The World Health Organisation has warned that the highly-contagious Omicron variant will not be the last one that the world sees as cases surged. Worldwide reported infections increased by 20% for a total of 19 million new cases last week, a number that has WHO officials saying that the large number of infections will increases chances of the coronavirus mutating. In America and Europe, signs of “endgame” plans have begun emerging, with companies and countries heading towards dealing with the coronavirus as endemic.
Starbucks has become the first company to backtrack on its vaccination requirements as the supreme court blocks US President Joe Biden’s vaccine mandate. In Europe, the rapid spread of the omicron strain has shifted strategy towards minimising disruptions. Once the wave of omicron passes, officials are hopeful that immunity emerges from a combination of seasonality, vaccinations, and infection-based immunity.
Microsoft to acquire Activision Blizzard for $69 billion
In what is so far the biggest tech deal in history, Microsoft has made a move to acquire the scandal-embattled Activision Blizzard for a $68.7 billion cash transaction at $95 a share – a number still below Activision Blizzard’s one-year high of $104. Activision Blizzard is the publisher of several highly popular gaming titles, including the Warcraft and Call of Duty franchises as well as mobile game Candy Crush. Both Microsoft and Activision Blizzard stock rose at the news, while console competitor Sony’s stocks dipped.
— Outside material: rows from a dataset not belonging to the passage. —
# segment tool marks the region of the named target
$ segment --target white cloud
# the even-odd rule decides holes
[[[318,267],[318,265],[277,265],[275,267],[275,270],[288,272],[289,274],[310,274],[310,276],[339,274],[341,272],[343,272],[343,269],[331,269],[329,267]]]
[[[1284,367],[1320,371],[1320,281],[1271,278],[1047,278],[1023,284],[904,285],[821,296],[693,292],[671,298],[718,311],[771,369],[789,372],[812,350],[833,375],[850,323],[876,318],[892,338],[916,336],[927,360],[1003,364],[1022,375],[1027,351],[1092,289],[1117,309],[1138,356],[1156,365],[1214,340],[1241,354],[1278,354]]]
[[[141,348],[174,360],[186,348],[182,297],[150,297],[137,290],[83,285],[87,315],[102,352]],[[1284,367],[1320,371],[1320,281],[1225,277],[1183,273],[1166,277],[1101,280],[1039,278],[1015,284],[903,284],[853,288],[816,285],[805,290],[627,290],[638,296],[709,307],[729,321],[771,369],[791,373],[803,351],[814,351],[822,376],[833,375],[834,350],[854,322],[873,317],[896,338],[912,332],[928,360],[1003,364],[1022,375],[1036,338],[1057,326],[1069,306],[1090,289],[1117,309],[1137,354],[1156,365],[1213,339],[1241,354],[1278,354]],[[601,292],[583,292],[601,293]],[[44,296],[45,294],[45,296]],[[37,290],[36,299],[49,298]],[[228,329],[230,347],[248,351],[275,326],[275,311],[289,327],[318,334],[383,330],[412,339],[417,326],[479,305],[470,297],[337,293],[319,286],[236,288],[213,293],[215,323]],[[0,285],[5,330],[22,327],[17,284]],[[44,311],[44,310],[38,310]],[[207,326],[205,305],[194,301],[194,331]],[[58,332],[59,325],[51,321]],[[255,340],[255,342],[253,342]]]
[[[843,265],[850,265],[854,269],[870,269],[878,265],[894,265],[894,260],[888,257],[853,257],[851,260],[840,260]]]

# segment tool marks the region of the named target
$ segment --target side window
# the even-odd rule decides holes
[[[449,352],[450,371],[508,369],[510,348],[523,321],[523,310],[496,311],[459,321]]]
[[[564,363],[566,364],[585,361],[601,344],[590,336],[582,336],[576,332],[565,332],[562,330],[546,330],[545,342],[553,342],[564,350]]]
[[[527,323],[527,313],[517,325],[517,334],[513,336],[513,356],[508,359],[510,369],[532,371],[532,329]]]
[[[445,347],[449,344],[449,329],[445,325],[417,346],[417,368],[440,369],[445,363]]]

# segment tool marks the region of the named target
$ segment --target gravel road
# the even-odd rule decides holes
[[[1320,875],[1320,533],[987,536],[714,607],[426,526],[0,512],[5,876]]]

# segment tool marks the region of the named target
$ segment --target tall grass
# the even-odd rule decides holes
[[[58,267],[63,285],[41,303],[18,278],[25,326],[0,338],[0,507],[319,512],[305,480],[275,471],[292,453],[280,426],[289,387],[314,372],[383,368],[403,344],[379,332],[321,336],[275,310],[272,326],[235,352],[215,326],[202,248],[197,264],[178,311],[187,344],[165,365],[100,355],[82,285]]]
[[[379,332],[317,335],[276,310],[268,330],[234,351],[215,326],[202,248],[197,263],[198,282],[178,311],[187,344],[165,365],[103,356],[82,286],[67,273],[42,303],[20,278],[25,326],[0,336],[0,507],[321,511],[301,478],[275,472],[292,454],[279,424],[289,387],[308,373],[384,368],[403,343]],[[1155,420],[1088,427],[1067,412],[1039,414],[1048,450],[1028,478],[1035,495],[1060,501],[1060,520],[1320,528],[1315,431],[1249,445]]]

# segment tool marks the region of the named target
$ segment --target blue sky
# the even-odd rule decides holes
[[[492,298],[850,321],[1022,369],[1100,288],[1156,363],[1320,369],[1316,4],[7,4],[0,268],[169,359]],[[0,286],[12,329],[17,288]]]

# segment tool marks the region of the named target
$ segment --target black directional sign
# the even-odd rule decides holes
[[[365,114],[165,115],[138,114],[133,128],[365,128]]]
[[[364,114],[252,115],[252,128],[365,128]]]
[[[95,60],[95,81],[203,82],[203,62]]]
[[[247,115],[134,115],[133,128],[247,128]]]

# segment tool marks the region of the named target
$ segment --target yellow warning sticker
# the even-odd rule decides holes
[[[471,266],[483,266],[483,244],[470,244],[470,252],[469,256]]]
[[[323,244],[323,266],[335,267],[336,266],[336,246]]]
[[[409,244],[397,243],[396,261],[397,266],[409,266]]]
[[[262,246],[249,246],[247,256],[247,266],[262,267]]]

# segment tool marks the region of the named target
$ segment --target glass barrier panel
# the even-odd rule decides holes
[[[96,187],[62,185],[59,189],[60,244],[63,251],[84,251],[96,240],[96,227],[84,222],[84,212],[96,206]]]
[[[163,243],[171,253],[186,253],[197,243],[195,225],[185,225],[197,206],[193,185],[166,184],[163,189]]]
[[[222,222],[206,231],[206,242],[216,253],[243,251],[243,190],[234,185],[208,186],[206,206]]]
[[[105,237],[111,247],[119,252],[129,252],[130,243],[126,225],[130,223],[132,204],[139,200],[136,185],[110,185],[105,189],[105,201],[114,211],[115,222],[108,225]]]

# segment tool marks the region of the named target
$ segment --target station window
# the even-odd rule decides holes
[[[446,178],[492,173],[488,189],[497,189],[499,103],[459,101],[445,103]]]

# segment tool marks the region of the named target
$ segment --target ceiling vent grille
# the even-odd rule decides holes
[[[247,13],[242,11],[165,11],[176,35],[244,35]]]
Russia proposes crypto ban
Bitcoin dropped more than 7% to below $40,000 as Russia’s central bank proposed a ban on the use and mining of cryptocurrencies. The ban comes with Russia declaring cryptocurrencies to be a threat to its financial stability and the sovereignty of its monetary policy. However, Russia currently sees no plans to ban ownership of cryptocurrencies. The move is the latest blow to the digital asset, closely following China’s blanket ban in 2021. Russia is currently the world’s third-largest cryptocurrency miner, with a global hashrate of 11.2%. The proposal has brought up the possible exodus of miners. Telegram’s CEO, Pavel Durov, has also warned of a drain of IT professionals from the country if the ban goes through.